Całość wylać do formy keksowej i włożyć do rozgrzanego piekarnika (180st.) na mniej więcej godzinę. Zwykle trzymam je w piekarniku ok 70-75 minut.

Ciasto świetnie smakuje na ciepło i idealnie pasuje do mleka.

"Wersja" z mleczną czekoladą i siekanymi migdałami

Smacznego!

Chorwackie inspiracje c.d.



Poszukiwane: cukierki Bronhi!

Już tłumaczę, o co chodzi. Ostatniego dnia rejsu trzeba było pozbyć się wszystkich kun, coby z nadmiarem nikomu niepotrzebnych drobnych do domu nie wracać. Ponieważ w kieszeni miałam równowartość nie więcej niż 7zł i nie było mnie już stać na pamiątki, postawiłam na słodycze. I kupiłam najdziwniejsze cukierki, jakie w życiu jadłam. Karmelki z lukrecją, anyżkiem i mieszanką innych ziół. Brzmi nieciekawie, smakuje niesamowicie. (Oczywiście osoby nielubiące anyżu lub lukrecji tego cukierka nie przetrawią :P) Teraz poczułam coś na kształt tęsknoty za tym wyjątkowym smakiem i zaczęłam się zastanawiać, czy gdzieś w Polsce nie dałoby się dostać czegoś podobnego. Może ktoś o czymś takim słyszał, albo, co lepsze, gdzieś widział te cukierki?
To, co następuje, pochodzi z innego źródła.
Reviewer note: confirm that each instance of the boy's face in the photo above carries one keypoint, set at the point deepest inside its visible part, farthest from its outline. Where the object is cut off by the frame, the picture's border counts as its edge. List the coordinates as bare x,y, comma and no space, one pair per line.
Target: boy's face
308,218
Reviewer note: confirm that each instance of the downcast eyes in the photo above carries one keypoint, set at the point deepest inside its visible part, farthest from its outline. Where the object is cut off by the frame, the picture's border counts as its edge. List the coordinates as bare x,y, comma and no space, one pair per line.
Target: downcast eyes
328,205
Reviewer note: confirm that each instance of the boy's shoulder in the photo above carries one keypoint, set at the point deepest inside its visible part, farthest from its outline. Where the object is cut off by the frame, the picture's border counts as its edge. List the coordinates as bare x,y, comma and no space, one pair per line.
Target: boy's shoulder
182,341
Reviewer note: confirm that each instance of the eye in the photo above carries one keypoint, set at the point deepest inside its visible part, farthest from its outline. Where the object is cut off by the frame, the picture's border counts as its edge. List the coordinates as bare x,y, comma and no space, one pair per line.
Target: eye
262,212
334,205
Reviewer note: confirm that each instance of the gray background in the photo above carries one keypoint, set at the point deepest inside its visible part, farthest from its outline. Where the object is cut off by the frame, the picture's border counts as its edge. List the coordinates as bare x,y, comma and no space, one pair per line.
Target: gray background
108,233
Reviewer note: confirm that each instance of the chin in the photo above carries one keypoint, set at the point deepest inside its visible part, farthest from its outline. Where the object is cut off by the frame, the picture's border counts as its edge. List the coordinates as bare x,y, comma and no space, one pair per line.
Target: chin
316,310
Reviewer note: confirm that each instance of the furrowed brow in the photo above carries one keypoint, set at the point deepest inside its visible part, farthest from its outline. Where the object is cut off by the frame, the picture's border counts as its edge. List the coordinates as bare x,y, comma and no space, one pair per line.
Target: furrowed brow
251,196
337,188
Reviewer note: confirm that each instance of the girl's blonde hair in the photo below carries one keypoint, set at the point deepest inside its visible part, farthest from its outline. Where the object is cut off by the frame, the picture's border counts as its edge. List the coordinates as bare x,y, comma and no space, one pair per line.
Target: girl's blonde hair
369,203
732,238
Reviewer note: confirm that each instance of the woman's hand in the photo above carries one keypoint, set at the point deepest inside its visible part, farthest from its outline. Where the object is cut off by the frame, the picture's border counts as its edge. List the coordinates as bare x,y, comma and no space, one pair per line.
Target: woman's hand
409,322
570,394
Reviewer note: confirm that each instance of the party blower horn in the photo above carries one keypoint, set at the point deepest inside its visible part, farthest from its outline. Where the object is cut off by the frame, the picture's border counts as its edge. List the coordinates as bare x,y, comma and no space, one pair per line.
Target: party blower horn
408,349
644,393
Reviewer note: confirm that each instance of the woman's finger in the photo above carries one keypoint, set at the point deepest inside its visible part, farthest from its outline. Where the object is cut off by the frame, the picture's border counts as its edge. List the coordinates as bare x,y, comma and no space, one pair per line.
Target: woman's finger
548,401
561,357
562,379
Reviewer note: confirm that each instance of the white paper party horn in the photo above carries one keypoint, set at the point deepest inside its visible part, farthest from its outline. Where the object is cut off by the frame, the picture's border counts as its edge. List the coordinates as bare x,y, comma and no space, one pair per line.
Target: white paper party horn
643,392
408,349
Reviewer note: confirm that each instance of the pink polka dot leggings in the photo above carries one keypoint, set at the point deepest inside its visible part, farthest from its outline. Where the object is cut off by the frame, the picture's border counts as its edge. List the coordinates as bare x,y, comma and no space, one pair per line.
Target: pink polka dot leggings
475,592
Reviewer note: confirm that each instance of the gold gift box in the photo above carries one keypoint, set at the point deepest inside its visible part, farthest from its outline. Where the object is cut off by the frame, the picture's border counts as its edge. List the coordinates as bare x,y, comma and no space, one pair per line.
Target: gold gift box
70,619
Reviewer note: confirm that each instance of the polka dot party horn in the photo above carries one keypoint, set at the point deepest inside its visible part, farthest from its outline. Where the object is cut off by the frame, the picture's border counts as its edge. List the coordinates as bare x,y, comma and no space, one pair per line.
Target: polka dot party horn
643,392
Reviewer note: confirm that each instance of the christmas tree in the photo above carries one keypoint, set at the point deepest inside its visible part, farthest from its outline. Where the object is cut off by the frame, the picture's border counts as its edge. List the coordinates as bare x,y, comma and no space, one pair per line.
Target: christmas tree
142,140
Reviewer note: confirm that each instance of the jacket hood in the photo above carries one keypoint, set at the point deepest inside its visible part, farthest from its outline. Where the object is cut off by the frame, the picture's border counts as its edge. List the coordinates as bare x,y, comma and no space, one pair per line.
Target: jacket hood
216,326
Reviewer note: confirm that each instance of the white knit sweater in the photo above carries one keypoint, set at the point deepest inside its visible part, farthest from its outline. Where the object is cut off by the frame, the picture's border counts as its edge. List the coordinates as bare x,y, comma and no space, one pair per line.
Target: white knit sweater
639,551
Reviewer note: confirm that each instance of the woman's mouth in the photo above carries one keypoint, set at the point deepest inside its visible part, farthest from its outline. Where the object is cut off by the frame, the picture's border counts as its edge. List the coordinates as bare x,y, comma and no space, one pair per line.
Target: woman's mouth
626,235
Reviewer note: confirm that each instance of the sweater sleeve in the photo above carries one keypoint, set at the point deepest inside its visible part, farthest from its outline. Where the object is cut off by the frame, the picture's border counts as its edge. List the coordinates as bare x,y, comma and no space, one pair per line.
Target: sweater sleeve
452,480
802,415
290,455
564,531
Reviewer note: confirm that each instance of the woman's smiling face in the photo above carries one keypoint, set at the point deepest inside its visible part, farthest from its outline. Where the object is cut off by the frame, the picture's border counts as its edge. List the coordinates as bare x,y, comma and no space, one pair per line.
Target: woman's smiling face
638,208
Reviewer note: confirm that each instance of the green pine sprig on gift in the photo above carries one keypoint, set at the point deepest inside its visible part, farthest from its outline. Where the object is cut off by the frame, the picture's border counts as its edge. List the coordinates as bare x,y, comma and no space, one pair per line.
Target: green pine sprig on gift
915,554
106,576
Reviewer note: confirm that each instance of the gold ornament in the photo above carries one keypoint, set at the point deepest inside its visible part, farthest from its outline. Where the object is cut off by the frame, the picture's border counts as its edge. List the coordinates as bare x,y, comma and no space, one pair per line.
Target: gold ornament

Ponieważ to blog kulinarny, osoby, które te cukierki jakimś cudem znajdą i nie zjedzą ich od razu, odsyłam do interesującego przepisu na ciasto/tort z ich wykorzystaniem.

Muffiny z serkiem homogenizowanym i wiśnią


Zwariowałam! Zamiast zająć się czymś bardziej produktywnym zajęłam się... produkcją muffinów;)

Dzisiaj wielki dzień! Pięćdziesiąta rocznica ślubu moich dziadków. Niestety świętowanie trzeba przełożyć na przyszły tydzień - wtedy dziadek wychodzi ze szpitala, a na razie mały słodki "prezent" od najstarszej wnuczki:)

Składniki:

2 szklanki mąki
1 łyżeczka sody
1 łyżeczka proszku do pieczenia
2/3 szklanki cukru pudru
1/3 szklanki cukru (może być brązowy)
2 łyżeczki cynamonu
 
130g serka homogenizowanego
1/4 szklanki mleka
2 jajka
1/3 szklanki oleju

dżem wiśniowy lub śliwkowy
płatki migdałów do posypania

Wymieszać oddzielnie składniki suche i mokre. Połączyć. Ponakładać ciasto na dno foremek. Nałożyć łyżeczkę dżemu i przykryć ciastem;) Piec przez ok 20-25 minut w 180 st. Tyle!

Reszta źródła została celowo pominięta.